In Wyatt, the Supreme Court also found no reason to extend qualified immunity to private parties. Wyatt, 504 U.S. at 168, 112 S.Ct. at 1833. The Supreme Court reasoned that qualified immunity was established to allow public officials “to serve the public good or to ensure that talented candidates were not deterred by the threat of damages suits from entering public service.” Id. at 167, 112 S.Ct. at 1833. Qualified immunity acts to safeguard the government, and thereby “to protect the public at large, not to benefit its agents.” Id. at 168, 112 S.Ct. at 1833. The same interests do not extend to private individuals. The public interest will not be unduly impaired if private individuals are re*507quired to proceed to trial and resolve their disputes. Id. at 168, 112 S.Ct. at 1833.

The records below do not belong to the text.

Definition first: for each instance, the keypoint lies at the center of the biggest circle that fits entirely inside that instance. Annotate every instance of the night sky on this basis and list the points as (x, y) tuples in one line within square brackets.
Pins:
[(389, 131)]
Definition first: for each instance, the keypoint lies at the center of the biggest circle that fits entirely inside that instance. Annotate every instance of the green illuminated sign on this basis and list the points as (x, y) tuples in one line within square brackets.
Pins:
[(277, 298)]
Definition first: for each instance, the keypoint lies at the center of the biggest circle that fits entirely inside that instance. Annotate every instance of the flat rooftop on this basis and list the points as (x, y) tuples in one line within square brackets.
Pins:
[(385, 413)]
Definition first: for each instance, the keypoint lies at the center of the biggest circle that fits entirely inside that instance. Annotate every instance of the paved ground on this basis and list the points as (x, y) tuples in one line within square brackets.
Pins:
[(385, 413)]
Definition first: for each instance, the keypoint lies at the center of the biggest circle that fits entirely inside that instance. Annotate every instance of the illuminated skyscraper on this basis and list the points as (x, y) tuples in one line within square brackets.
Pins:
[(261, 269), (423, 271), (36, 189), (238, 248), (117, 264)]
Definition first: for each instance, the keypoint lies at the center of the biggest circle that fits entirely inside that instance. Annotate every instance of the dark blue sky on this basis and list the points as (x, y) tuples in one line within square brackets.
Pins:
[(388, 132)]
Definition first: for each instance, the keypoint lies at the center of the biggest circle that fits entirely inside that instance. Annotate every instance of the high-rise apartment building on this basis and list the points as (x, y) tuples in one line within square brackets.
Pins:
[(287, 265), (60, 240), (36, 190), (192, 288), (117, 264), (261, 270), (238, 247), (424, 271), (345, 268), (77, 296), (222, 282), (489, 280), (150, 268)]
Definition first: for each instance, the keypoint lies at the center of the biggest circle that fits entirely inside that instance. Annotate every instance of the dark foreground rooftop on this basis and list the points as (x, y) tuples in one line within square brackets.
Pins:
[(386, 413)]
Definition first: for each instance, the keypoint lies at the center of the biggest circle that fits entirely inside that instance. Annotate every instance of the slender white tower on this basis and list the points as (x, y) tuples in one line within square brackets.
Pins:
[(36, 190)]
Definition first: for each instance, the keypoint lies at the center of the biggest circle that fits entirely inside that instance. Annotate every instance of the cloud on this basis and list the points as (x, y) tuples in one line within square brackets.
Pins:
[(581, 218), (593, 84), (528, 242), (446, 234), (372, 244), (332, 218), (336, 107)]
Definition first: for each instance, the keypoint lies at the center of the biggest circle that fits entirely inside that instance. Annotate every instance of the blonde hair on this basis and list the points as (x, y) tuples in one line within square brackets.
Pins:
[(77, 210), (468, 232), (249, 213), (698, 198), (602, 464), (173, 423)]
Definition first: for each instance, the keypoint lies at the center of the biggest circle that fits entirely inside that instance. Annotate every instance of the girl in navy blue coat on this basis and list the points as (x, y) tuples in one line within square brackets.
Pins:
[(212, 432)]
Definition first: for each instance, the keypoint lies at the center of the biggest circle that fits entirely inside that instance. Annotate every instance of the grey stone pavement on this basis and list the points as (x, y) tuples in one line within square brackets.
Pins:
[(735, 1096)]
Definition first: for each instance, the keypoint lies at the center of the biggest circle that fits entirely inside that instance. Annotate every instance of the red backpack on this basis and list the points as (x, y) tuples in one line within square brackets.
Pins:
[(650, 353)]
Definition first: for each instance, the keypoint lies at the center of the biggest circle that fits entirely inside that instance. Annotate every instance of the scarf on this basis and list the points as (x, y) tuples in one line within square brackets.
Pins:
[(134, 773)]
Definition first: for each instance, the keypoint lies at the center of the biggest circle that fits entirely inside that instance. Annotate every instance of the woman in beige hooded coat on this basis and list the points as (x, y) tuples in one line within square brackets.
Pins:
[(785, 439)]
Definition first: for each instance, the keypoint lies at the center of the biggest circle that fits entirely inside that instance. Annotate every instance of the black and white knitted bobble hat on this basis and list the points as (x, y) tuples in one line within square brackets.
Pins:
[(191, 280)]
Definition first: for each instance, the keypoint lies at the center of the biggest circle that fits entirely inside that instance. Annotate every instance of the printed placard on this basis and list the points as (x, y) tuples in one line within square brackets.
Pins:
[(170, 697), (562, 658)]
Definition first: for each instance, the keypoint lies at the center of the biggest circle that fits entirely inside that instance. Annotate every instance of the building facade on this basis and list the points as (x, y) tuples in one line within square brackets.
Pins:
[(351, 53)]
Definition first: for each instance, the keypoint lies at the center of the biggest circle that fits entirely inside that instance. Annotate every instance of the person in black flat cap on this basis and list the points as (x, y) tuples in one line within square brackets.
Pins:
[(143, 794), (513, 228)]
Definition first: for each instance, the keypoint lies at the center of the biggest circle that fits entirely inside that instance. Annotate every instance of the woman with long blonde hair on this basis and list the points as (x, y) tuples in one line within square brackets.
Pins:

In this case, the Eye Banks claim they are entitled to immunity under the Eleventh Amendment. Eleventh Amendment immunity, however, has never been extended to protect private citizens. The Eleventh Amendment was enacted to protect a state’s sovereignty and originated from the concept of federalism. Puerto Rico Aqueduct & Sewer Authority v. Metcalf & Eddy, 506 U.S. 139, 146, 113 S.Ct. 684, 689, 121 L.Ed.2d 605 (1993) (“‘the very object and purpose of the Eleventh Amendment [are] to prevent the indignity of subjecting a State to the coercive process of judicial tribunals at the instance of private parties.’ ”) (emphasis added) (citation omitted). Private parties simply do not have similar interests to the State, nor does public policy dictate that they be given immunity. See Hammond v. Bales, 843 F.2d 1320, 1323 (10th Cir.1988) (stating that the immunity of the state official should not provide a windfall defense to the private party); Dennis v. Sparks, 449 U.S. 24, 29, 101 S.Ct. 183, 186, 66 L.Ed.2d 185 (1980) (holding that private party who conspires with judge to violate civil rights is not entitled to judicial immunity); see also Duncan, 844 F.2d at 1264 (“[A] private party is governed only by self-interest and is not invested with the responsibility of executing the duties of a public official in the public interest.”). In short, the Eleventh Amendment was only intended to reach the sovereign. Consequently, although the coroner is entitled to immunity in this instance, it does not follow that the Eye Banks are entitled to Eleventh Amendment immunity.

CONCLUSION

Accordingly, the Court hereby GRANTS Defendant Frank Cleveland’s Motion for Summary Judgment, but DENIES the Cincinnati Eye Bank for Sight Restoration’s and Eye Bank Association of America’s Motions for Summary Judgment. The Court hereby DISMISSES Frank Cleveland.

SO ORDERED.

. In Anglo-American law, it is assumed that the “sovereign” is immune from suit by private persons unless the sovereign consents to be sued. Much of the rationale behind Eleventh Amendment, qualified and absolute immunity reflect this general principal. See Bryant v. Sylvester, 57 F.3d 308, 314-15 (3d Cir.1995).